Bundestag beschließt wichtige Gesetze

Parität beim Beitragssatz zur Krankenversicherung und Brückenteilzeit

Der Bundestag hat am Donnerstag zwei wichtige Gesetze beschlossen: 56 Millionen Mitglieder der gesetzlichen Krankenkassen profitieren ab 2019 von der dann wieder geltenden paritätischen Finanzierung der Krankenkassenbeiträge. Und: ab Anfang kommenden Jahres besteht ein Recht auf zeitlich befristete Teilzeit, für Beschäftigte in Unternehmen mit mindestens 45 Beschäftigten.


Was ändert sich beim Beitrag für gesetzlich Versicherte?

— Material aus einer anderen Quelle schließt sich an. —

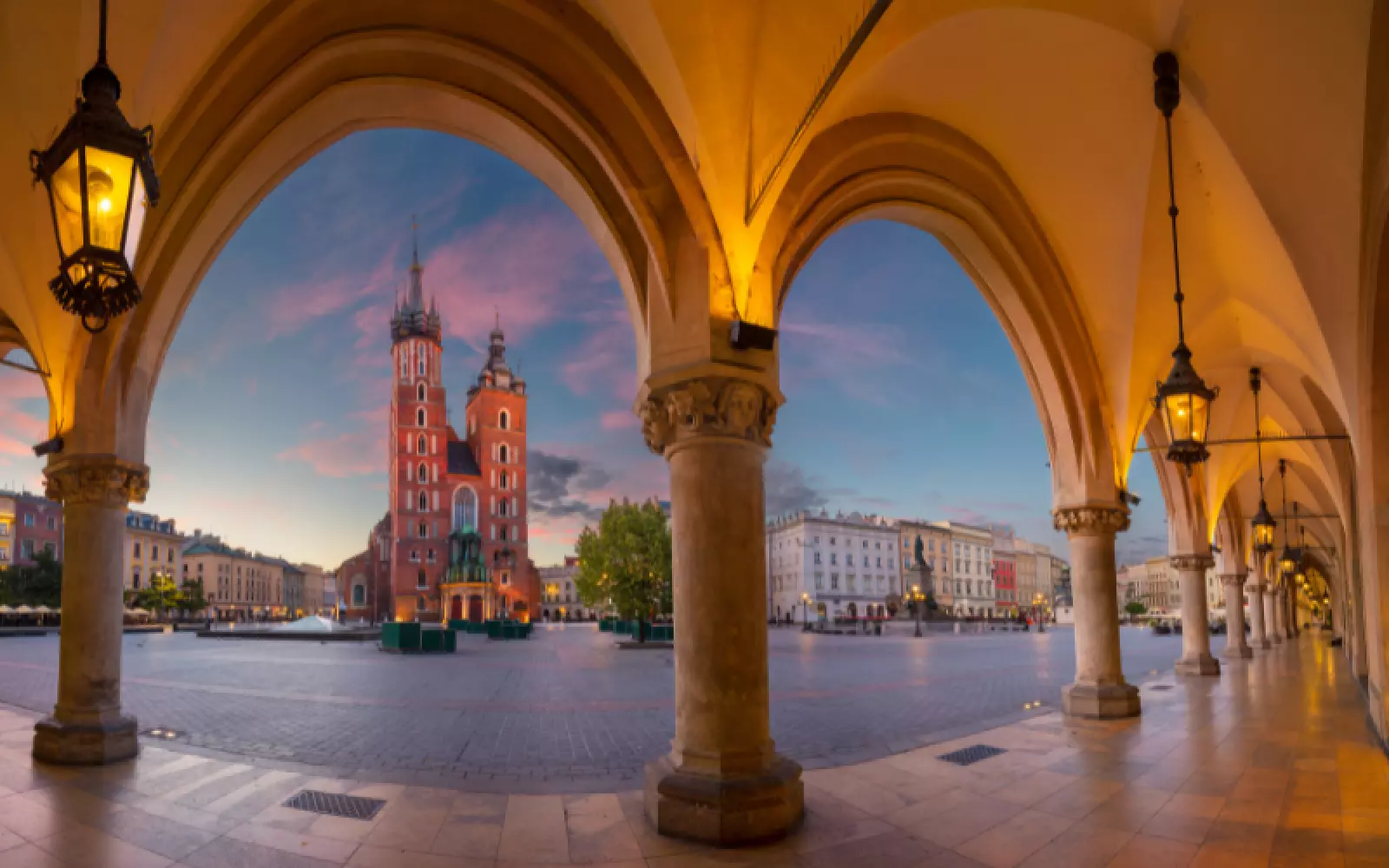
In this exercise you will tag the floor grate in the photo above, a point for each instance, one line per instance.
(969, 756)
(335, 805)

Ab 1. Januar 2019 zahlen Arbeitgeber und Arbeitnehmer wieder jeweils die Hälfte des Beitragssatzes. Damit gilt nach 14 Jahren wieder das Prinzip der paritätischen Finanzierung der Krankenversicherung. Es wird gesetzlich geregelt, dass künftig auch der von Kasse zu Kasse unterschiedliche, über den derzeit 14,6 Prozent betragenden Beitragssatz hinausgehende, Zusatzbeitrag geteilt wird.

Die Entlastung der Versicherten summiert sich auf einen Betrag von jährlich 8 Milliarden Euro. Die Neuregelung gilt auch für Rentner. Hier übernimmt die Rentenversicherung die Hälfte des Beitrags.
Ab sofort dürfen die Krankenkassen ihre Zusatzbeiträge nicht mehr erhöhen, wenn sie über Reserven von mehr als einer Monatsausgabe verfügen. Von 2020 an sollen sie über einen Zeitraum von drei Jahren ihre zum Teil hohen Rücklagen abschmelzen.

Gesetz zur „Brückenteilzeit“ verabschiedet


Beschäftigte größerer Betriebe können künftig ihre Arbeitszeit für ein bis fünf Jahre reduzieren, ohne fürchten zu müssen, ihren Vollzeitarbeitsplatz zu verlieren. Der Bundestag verabschiedete am Donnerstag das Gesetz zur sogenannten Brückenteilzeit. Damit will die Bundesregierung nach eigenen Angaben verhindern, dass insbesondere Frauen in der „Teilzeitfalle“ stecken bleiben. In der letzten Legislaturperiode war es SPD und Union, trotz Vereinbarung im Koalitionsvertrag, nicht gelungen, sich auf das Gesetz zu verständigen.

Der neue Rechtsanspruch gilt nicht für alle Betriebe

Das Gesetz enthält eine sogenannte „Zumutbarkeitsregelung“. Danach besteht in Betrieben mit in der Regel weniger als 45 Beschäftigten kein Rückkehrrecht in Vollzeit. Diese Einschränkung betrifft mehr als drei Millionen Arbeitnehmer. Arbeitgeber mit 46 bis 200 Beschäftigten können die Teilzeit ablehnen, wenn pro angefangene 15 Beschäftigte bereits mindestens einer die Brückenteilzeit in Anspruch nimmt.

Was ist mit Arbeitnehmern, die bereits in Teilzeit sind?

Diese profitieren nicht von dem neuen Rückkehrrecht, ihnen wird mit dem Gesetz aber die Rückkehr in Vollzeitbeschäftigung erleichtert. Bereits nach jetziger Rechtslage müssen Teilzeitbeschäftigte bei gleicher Eignung bei der Besetzung eines freien Arbeitsplatzes bevorzugt werden. Künftig muss der Arbeitgeber erklären, warum eine Vollzeitbeschäftigung nicht möglich ist: Dabei geht es um den Nachweis, dass kein entsprechender Arbeitsplatz vorhanden oder der Teilzeitbeschäftigte nicht geeignet ist.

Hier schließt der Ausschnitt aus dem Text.